Car Malick est trop intelligent pour faire une simple opposition binaire entre deux peuples. Cette opposition doit être dépassée. Et l’acte de naissance de l’Amérique se trouve sans doute là, dans cet amour qui unit ces deux êtres.
Ce n’est bien entendu pas un hasard si c’est à John Smith que cela arrive. Dès le début, il nous est présenté comme différent des autres Anglais, chez qui il est emprisonné. Plus spirituel, à la recherche d’une rédemption, d’une nouvelle vie, volontiers utopiste cherchant à profiter de cette nouvelle terre pour construire une société différente, plus juste, plus équitable, John Smith n’a pas grand chose à voir avec les Occidentaux.

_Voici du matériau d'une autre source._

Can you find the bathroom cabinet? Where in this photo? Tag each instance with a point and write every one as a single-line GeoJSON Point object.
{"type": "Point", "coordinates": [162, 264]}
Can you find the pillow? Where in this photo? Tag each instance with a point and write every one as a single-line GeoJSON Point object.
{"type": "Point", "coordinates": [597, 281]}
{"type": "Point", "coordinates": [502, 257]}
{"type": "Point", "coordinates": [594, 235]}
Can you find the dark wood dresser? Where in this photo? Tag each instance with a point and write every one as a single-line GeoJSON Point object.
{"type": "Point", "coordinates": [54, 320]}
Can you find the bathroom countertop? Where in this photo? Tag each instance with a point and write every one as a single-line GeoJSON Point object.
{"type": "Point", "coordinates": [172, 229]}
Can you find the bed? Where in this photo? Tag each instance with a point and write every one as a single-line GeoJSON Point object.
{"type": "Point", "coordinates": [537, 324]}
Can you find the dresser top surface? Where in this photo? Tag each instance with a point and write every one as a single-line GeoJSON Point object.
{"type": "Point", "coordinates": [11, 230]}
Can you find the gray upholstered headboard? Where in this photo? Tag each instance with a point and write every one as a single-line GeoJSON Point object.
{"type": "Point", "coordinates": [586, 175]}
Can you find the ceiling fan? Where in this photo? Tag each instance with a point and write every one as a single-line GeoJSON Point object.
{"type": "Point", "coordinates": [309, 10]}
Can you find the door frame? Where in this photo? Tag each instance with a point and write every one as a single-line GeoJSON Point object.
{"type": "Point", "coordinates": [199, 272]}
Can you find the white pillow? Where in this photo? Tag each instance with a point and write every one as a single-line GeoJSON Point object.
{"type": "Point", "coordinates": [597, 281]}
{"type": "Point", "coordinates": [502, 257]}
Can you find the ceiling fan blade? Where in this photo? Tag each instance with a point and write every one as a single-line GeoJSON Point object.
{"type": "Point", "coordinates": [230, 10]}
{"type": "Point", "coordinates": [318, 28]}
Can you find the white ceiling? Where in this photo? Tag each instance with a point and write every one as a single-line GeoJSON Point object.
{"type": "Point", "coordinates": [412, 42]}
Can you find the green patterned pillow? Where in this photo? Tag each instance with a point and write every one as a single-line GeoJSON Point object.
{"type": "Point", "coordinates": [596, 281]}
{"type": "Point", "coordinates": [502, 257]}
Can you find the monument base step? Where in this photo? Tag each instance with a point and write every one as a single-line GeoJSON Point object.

D’ailleurs, il est quasiment muet avec eux, alors qu’il parle aux Indiens. De fait, c’est lui qui va à la rencontre des Indiens, qui s’ouvre à eux, au point d’être accepté parmi eux, ce qui donne peut-être les plus scènes du film, ces moments en apesanteur, hors du temps, hors de tout souci narratif également.
Mais c’est bien la princesse qui trouvera la solution qui permet de dépasser les différences. Alors que Smith, tiraillé entre son attirance vers le mode de vie indien et sa fidélité à l’Occident, ne pourra résoudre le hiatus que par la fuite, c’est elle qui trouvera la force nécessaire. Une princesse rebaptisée, enfermée dans des vêtements occidentaux, présentée à la cour comme une curiosité, au même titre que les animaux en cage, obligée à se plier à un mode de vie complètement différent du sien, relocalisée dans un monde si différent du sien… Car si la Virginie est un lieu ouvert, où l’horizon est infini, au même titre que les plaines, Londres est un lieu de la fermeture, avec ses hautes murailles et ses petites maisons. Là où le seul bâtiment que l’on voit chez les Indiens est un bâtiment collectif, symbole d’une vie en communauté, les Occidentaux eux vivent séparés les uns des autres, et leurs maisons servent à les isoler et non à les réunir. Or, depuis qu’elle est baptisée, la princesse vit dans ces espaces clos, renfermés, qui atrophient la spiritualité, asphyxient l’âme.
C’est pourtant là que l’ancienne princesse va comprendre.
Ce qui sauve, c’est l’amour.
Car l’amour amène la grâce.
La route est alors toute tracée, menant logiquement à Tree of life.